Воистину омерзительное обвинение в “расизме”, брошенное Эйдельманом Астафьеву, остается фактически бездоказательным.
И немудрено. Ведь Эйдельман применил определение “расистские строки” к отрывку из рассказа “Ловля пескарей в Грузии”, в котором речь идет об осквернении в XII веке татаро-монголами грузинского православного храма в Гелати. А далее, передернув все, что можно было передернуть, автор продолжил:
“Удивляюсь молчанию казахов, бурятов. И кстати бы вспомнить тут других монголоидов — калмыков, крымских татар — как их в 1944 году из родных домов, степей, гор “раскосыми мордами в дерьмо”…”.
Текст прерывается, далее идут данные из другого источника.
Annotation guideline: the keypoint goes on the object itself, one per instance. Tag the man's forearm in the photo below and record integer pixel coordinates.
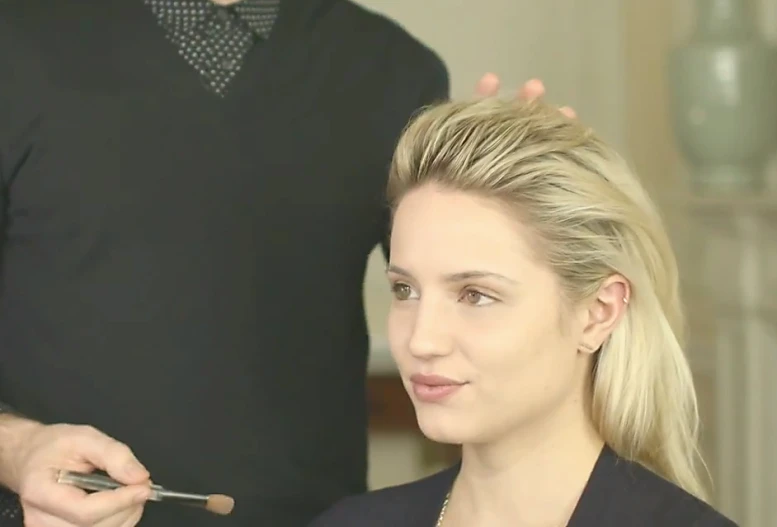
(13, 431)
Дескать, не молчите народы, ответьте на оскорбление ваших “предков”! Учитывая то, что сия переписка распространилась не только по Москве и Ленинграду, но и по столицам союзных республик, историк-провокатор вполне мог бы поставить и себе в заслугу алмаатинские погромы, произошедшие в конце того же 1986 года. И тувинские тоже. Астафьев, по словам Азадовского,
“куражился — подыгрывал себе, желая “сохранить образ”. Неужели он, умудренный жизнью, не знал, как дальше развиваются такие сценарии? Не понимал, что конфликт, начавшийся с оплеухи, может кончиться пулей? Что слово известного писателя подхватывают макашовы, зовущие к погрому? Не помнил Освенцим и Бабий Яр?”.
Такова демагогическая логика Азадовского.
Уж лучше бы он вспомнил расстрел на берегу Валдая на глазах жены и детей выдающегося русского публициста Михаила Осиповича Меньшикова, объявленного вне закона после известного декрета 1918 года об антисемитизме. Вспомнил бы расстрелянных и невесть где зарытых людях из “Союза русского народа”, вспомнил судьбы крестьянских поэтов, кстати, героев многочисленных публикаций нашего автора, также осужденных в том числе по статье “антисемитизм”. Эти действия, причем доведенные до конечного результата, в корне отличались от мифических “погромов”, из которых наш автор только и смог вспомнить приснопамятный
“черносотенный шабаш, устроенный 18 января 1990 года в ЦДЛ, когда погромщики пытались сорвать собрание “Апреля” (движение писателей в поддержку перестройки), и возникшее вслед за этим “дело Осташвили”.
И, кстати, не мог автор “Переписки из двух углов Империи” не знать о том, что весь этот “шабаш” был изначально спровоцирован публичным поведением самих “апрелевцев” на сцене, как и то, что единственной настоящей жертвой сего “погрома” стал Константин Осташвили, убиенный в тюрьме.